34. En statuant ainsi, la cour d'appel a justifié sa décision pour les motifs qui suivent.

35. En premier lieu, elle a pu constater une disproportion entre les infractions dont étaient soupçonnés les prévenus, les circonstances particulières de leur commission, et l'atteinte au respect de leur vie privée résultant des opérations et prélèvements en cause.

36. En second lieu, il résulte des pièces de procédure que, d'une part, aucune poursuite n'a été engagée sur le fondement de l'article 55-1, alinéa 1er, du code de procédure pénale, d'autre part, lesdites opérations n'avaient pas pour objet la réalisation d'examens de comparaison avec les traces et indices prélevés pour les nécessités de l'enquête.
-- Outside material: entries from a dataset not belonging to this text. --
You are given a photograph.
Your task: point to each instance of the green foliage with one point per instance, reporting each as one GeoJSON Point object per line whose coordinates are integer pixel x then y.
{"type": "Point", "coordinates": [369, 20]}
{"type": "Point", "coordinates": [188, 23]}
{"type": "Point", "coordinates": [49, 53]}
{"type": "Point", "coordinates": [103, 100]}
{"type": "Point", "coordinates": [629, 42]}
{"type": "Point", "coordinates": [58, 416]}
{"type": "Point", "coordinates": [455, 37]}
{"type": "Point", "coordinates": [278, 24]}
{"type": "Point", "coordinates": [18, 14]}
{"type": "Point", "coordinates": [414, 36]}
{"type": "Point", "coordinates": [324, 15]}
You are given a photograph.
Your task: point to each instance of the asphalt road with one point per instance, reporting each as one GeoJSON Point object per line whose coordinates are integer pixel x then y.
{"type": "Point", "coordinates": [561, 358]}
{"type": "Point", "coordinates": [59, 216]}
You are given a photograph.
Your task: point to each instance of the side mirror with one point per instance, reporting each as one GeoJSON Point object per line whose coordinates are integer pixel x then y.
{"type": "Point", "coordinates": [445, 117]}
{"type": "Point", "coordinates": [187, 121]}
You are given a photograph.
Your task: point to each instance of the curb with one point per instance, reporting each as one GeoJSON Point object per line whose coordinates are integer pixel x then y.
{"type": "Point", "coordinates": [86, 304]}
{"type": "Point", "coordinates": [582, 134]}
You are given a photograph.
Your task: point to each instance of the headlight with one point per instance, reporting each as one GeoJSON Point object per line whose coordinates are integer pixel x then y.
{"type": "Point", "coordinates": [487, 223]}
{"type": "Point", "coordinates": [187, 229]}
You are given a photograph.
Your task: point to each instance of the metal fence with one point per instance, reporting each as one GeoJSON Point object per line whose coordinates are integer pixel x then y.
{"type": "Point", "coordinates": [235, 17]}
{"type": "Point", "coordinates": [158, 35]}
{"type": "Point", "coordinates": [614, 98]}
37. Dès lors, le moyen doit être écarté.

38. Par ailleurs, l'arrêt est régulier en la forme.

PAR CES MOTIFS, la Cour :

REJETTE le pourvoi.

Arrêt rendu en formation de section.

- Président : M. Bonnal - Rapporteur : M. Turbeaux - Avocat général : Mme Mathieu - Avocat(s) : SCP Sevaux et Mathonnet -

Textes visés :

Article 10 de la Convention de sauvegarde des droits de l'homme et des libertés fondamentales ; article 8 de la Convention de sauvegarde des droits de l'homme et des libertés fondamentales.

Rapprochement(s) :

Sur le cas d'une ingérence disproportionnée à la liberté d'expression en matière d'exhibition sexuelle : Crim., 26 février 2020, pourvoi n° 19-81.827, Bull. crim. (rejet). Sur le contrôle que doivent opérer les juges du fond sur la proportionnalité entre l'incrimination pénale et la liberté d'expression : Crim., 22 septembre 2021, pourvoi n° 20-85.434, Bull. crim. (cassation). Sur le contrôle de proportionnalité que les juges doivent opérer entre l'incrimination de vol et la liberté d'expression : Crim., 18 mai 2022, pourvoi n° 21-86.685, Bull. crim. (rejet). Sur l'obligation pour les juges du fond de répondre aux conclusions et mémoires invoquant une violation de l'article 8 de la Convention de sauvegarde des droits de l'homme et des libertés fondamentales : Crim., 14 octobre 2020, pourvoi n° 20-84.077, Bull. crim. (rejet) ; Crim., 29 juin 2021, pourvoi n° 21-80.186 (cassation partielle). Sur la proportionnalité entre la durée de conservation des empreintes génétiques et la nature des infractions concernées et les buts des restrictions apportées au droit au respect de la vie privée : Crim., 15 janvier 2019, pourvoi n° 17-87.185, Bull. crim. 2019, n° 11 (déchéance et cassation partielle) ; Crim., 28 octobre 2020, pourvoi n° 19-85.812, Bull. crim. (cas. part. par voie de retranch. sans renvoi). Sur le fait que le dispositif de conservation des empreintes génétiques n'est devenu conforme aux exigences de la Convention de sauvegarde des droits de l'homme et des libertés fondamentales qu'avec l'entrée en vigueur du décret n° 2021-1402 du 29 octobre 2021, qui fixe le délai à l'expiration duquel les personnes condamnées peuvent solliciter l'effacement de leurs empreintes génétiques : Crim., 8 décembre 2021, pourvoi n° 20-84.201, Bull. crim. (cassation sans renvoi).